Between 2004 and 2023 Russia was the largest arms supplier in terms of value in South-east Asia, with 25% of a $42bn market, although that share has since dropped. But as Russia runs a wartime economy, it may be looking for new markets if the war in Ukraine ends.
“Those [weapons] factories will not be easily switched over to making washing machines,” Sussex said, “so they will be looking to sell arms around the world, and obviously these Asian clients are cashed up and in a region where there’s a lot of tension, so willing buyers.”
In war-torn Myanmar, Russia is a key ally and arms supplier. This year, Myanmar’s junta leader travelled to Moscow to deliver a gift of six elephants, which coincided with the delivery of six Russian fighter jets to Myanmar.
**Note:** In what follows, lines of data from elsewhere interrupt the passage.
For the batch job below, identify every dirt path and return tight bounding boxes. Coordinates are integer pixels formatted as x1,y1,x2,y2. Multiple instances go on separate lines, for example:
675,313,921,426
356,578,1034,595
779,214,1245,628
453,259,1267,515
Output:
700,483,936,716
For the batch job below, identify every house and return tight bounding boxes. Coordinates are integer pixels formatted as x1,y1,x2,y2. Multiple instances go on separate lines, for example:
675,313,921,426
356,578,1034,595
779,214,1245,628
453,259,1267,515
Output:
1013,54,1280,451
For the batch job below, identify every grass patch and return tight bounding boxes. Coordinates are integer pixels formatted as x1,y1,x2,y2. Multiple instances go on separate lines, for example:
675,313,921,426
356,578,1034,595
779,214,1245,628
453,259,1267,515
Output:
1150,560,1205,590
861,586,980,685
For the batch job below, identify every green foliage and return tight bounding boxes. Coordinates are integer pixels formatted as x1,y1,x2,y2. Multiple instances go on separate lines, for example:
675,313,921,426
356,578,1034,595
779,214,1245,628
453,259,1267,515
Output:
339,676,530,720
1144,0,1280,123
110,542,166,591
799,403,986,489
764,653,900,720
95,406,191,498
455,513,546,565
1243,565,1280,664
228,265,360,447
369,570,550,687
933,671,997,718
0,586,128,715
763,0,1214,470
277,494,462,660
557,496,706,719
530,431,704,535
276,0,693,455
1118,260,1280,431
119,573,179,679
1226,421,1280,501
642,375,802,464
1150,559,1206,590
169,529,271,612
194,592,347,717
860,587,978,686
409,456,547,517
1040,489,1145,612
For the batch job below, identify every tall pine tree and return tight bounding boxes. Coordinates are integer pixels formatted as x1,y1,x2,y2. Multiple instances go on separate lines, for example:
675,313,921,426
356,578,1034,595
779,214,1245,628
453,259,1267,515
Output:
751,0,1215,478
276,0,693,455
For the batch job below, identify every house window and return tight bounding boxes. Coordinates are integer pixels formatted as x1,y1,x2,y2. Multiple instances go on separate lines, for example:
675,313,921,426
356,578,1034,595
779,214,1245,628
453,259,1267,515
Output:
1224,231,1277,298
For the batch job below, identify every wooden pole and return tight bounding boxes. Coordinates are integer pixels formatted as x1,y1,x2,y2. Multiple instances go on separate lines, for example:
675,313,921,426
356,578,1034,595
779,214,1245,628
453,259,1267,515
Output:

The two countries also signed an agreement on developing a small-scale nuclear power plant in Myanmar. Russia has successfully locked in other countries to such long-standing partnerships, but it has struggled to replicate that success in South-east Asia.
“This is a known play from Russia,” said Sam Cranny-Evans, editor of the UK-based Calibre Defence news and consultancy. “Its power station in Turkey will be operated and owned by Russia for at least a decade, and Rosatom has signed multiple agreements with African nations for similar projects, building close relations and dependencies as it does.”
Even if Russia’s bid for Biak comes to nothing, Putin has put the idea in the minds of the US’s traditional regional allies, whose sense of security has already been disrupted.
“Putin is often regarded as a master strategist,” said the ANU’s Sussex, “I think his skills are more in tactics, in being opportunistic, and making it look like strategy.”